How did Weed become illegal In the United States?
The history of cannabis is a compelling story for many and politics plays a huge role in the criminilization and legalization of Marijuana. Weed is illegal because of various political motives that see marijuana as a narcotic rather then an element of cure.
Weed is easy to produce, and like with any natural medicine it poses a threat to the ultra-powerfully big pharmaceutical companies.
In the United States marijuana was first criminalized back in 1937. This was written up and passed under The Marijuana Tax Act
Note that the Marijuana Tax Act was passed only 4 years after the repeal of the national Prohibition of alcohol. Marijuana criminalization changes also might have been assisted by political exploitation of racism and anti-immigration fears and various forms of cultural propaganda.
The criminalization of Cannabis failed to bring about the effect of it’s passing bill, and instead gave rise to many criminalized gangs and as a result created the war on drugs, which has resulted in many innocent men in particularly African American and those of Mexican origin unfairly doing long prison sentences for minimal possession or sale of pot.
In the 1960’s and 1970’s various communities in the United States such as Hipster run communities and those that included various African American groups have proposed that the war on drugs had an ethnically related motive that was discriminating against certain groups.
Some interesting statistics to note are;
- Over one trillion dollars spent on the drug war since it started.
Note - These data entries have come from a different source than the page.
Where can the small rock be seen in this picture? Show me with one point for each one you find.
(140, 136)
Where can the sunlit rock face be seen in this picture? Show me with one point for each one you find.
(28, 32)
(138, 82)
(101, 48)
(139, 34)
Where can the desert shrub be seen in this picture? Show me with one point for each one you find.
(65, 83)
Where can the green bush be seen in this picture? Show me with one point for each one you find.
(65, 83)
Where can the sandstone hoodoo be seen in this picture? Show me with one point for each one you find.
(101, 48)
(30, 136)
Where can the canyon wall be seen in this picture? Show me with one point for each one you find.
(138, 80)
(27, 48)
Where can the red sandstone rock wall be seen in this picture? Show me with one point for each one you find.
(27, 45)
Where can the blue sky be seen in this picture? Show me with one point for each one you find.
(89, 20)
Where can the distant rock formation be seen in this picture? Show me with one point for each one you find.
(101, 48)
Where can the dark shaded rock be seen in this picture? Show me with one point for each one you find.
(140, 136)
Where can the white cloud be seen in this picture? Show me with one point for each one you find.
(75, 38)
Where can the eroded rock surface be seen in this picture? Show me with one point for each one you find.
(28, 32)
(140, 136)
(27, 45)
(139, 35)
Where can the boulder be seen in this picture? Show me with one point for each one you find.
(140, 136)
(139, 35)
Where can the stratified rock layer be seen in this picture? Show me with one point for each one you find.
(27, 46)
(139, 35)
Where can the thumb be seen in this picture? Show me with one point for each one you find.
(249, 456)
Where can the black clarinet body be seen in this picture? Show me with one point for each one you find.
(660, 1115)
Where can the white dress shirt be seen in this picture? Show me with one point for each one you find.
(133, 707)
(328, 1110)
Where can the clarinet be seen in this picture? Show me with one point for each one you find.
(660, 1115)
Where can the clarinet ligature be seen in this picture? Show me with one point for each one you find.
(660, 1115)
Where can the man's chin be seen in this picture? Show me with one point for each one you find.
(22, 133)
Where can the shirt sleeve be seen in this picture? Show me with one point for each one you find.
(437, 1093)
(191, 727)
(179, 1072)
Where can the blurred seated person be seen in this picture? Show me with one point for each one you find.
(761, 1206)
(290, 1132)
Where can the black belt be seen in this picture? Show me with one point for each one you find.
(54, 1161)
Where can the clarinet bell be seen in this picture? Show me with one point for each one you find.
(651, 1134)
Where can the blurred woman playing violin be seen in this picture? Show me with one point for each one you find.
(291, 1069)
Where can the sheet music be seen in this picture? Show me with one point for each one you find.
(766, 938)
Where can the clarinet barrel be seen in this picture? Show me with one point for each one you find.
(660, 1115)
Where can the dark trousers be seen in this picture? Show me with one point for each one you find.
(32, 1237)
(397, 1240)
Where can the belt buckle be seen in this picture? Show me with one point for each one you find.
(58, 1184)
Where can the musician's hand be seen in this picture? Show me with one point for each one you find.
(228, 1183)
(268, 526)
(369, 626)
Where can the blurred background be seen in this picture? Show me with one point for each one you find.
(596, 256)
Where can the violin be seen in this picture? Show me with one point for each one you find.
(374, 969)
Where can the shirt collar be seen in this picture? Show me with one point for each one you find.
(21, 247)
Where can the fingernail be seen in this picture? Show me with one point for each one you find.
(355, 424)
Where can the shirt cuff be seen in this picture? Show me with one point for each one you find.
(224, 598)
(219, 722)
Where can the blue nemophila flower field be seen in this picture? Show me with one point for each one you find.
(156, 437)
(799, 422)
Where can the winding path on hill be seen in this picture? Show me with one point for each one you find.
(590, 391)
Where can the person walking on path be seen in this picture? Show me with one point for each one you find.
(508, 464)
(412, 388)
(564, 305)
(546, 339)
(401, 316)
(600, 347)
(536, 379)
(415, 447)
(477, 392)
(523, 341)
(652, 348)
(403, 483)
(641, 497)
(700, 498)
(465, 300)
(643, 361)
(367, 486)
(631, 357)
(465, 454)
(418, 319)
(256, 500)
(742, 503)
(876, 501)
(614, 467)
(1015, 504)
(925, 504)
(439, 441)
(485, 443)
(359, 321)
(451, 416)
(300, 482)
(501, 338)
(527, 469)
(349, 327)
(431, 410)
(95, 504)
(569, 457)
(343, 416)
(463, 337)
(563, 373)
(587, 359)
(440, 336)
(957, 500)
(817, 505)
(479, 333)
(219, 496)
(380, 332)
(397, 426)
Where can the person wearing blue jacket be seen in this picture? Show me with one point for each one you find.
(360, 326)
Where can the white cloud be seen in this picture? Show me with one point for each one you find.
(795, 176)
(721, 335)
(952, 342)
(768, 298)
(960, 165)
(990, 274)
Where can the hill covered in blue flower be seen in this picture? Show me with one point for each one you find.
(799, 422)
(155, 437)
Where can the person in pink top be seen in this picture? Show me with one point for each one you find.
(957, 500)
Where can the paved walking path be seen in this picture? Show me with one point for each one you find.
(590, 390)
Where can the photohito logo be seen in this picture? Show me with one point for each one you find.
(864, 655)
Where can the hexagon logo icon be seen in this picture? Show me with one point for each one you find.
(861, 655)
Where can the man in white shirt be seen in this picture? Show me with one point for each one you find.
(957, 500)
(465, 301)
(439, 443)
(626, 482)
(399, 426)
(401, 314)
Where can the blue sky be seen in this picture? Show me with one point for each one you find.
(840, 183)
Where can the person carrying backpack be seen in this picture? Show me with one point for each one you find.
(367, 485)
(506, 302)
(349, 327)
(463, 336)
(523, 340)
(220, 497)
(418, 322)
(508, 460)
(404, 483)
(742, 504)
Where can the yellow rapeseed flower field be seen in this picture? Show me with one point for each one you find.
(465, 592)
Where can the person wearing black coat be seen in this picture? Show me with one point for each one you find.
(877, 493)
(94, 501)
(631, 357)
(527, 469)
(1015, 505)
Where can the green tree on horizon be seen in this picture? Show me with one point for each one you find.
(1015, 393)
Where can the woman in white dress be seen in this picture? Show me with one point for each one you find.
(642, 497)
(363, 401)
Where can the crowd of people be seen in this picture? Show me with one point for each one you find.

- There were 1.6 million U.S drug arrests in 2010
- 8 Million people were arrested for pot since the year 2000
Because of marijuana’s illegal status, many universities and scientific groups were hesitant about conducting controlled and regulated studies to either prove or disprove the observational hypothesis. This off curse resulted in an over-extended delay in delivering a much useful alternative treatment to those who may benefit from cannabis use. Benefits of Cannabis were widely denied or dismissed within relevant medical circles for a long time.
In recent time however, many of Neurologists in the united states have regarded cannabis’ neuroprotective abilities for years. In the United States, the FDA has kept a tight lock on the publication and legalization of Marijuana, and Congress has been hesitating to legalize it in fears of other social issues involved in the process.
With public opinion shifting, marijuana legalization is becoming more and more common.
As of 2015 Medical Cannabis became legal in 23 states across the United States of America, and it is legal for medical purposes within all of Canada.
As for the administration of Cannabis, different people may respond differently to the administration of cannabis. Some may see a greater beneficial result after Inhaling marijuana while others may find that there’s a drawback as their lungs may not process the marijuana smoke all too well, therefore, someone may come to dislike pot as a healthy medical solution. This can discourage pot use and in such cases, other forms of administration may be more appropriate, such as taking pot orally.